China’s central bank expected to use ‘variety of tools’ to ensure ample liquidity and reasonable economic growth
- Beijing’s insistence on a tighter monetary approach, as well as more deleveraging, has raised concerns about the national economy
- Analysts expect a gradual improvement of credit to both enterprises and households, as well as further loosening by the central bank

China’s central bank could become more accommodative towards supporting the country’s growth, after new data showed that mortgage lending and the level of local government bonds issued rose last month.
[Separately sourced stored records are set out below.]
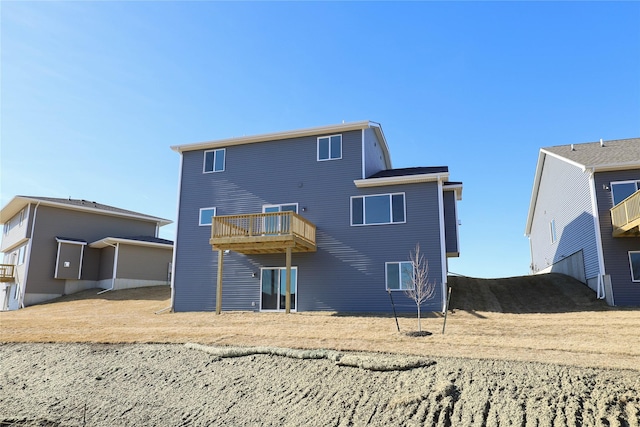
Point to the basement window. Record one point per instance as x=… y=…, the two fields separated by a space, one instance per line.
x=634 y=263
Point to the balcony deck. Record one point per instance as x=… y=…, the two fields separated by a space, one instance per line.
x=7 y=272
x=625 y=217
x=272 y=232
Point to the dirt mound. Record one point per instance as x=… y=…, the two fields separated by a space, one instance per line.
x=543 y=293
x=152 y=384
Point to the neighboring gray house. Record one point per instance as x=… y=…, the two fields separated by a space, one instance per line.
x=319 y=209
x=52 y=247
x=584 y=216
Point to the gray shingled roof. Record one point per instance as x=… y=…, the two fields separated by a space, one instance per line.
x=89 y=204
x=616 y=152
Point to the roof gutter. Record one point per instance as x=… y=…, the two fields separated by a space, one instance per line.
x=405 y=179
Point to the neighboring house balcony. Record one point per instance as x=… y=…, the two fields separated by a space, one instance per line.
x=7 y=272
x=272 y=232
x=625 y=217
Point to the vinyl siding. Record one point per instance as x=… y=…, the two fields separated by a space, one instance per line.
x=347 y=273
x=51 y=222
x=564 y=196
x=615 y=249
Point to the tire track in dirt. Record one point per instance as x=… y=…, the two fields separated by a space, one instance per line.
x=172 y=385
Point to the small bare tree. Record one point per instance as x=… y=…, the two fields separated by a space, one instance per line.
x=417 y=285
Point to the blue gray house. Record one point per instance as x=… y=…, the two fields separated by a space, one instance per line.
x=584 y=216
x=306 y=220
Commercial banks extended 826.2 billion yuan (US$129.3 billion) worth of new loans in October, an increase of 136.4 billion yuan (US$21.34 billion) from a year earlier, according to new data released by the People’s Bank of China (PBOC) on Wednesday.
Aggregate financing, an indicator that measures the country’s overall funding for the real economy, was 1.59 trillion yuan last month – an increase of 197 billion yuan from a year earlier.
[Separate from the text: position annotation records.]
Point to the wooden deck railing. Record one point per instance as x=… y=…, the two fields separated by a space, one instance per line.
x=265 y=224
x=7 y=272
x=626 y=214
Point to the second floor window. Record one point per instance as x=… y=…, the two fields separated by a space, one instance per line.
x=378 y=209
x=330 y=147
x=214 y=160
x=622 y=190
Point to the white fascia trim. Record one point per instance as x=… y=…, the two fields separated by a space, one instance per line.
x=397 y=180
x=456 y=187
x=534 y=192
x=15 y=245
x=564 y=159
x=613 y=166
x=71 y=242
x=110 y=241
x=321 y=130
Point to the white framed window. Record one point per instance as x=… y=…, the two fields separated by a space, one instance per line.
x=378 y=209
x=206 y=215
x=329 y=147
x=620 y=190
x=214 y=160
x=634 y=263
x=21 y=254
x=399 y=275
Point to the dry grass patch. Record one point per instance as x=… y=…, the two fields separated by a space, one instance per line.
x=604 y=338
Alongside stable lending rates, the central bank also maintained liquidity in the market in support of potentially more issuances of special-purpose bonds, which are instruments used by local governments to raise funds, particularly for construction and projects. The bank’s latest data showed that, in October, local government bond issuance was 123.6 billion yuan higher than it had been a year prior – reaching 616.7 billion yuan.
Meanwhile, the growth of M2, the broad measure of money supply, grew 8.7 per cent last month, 0.4 percentage points higher than a month earlier.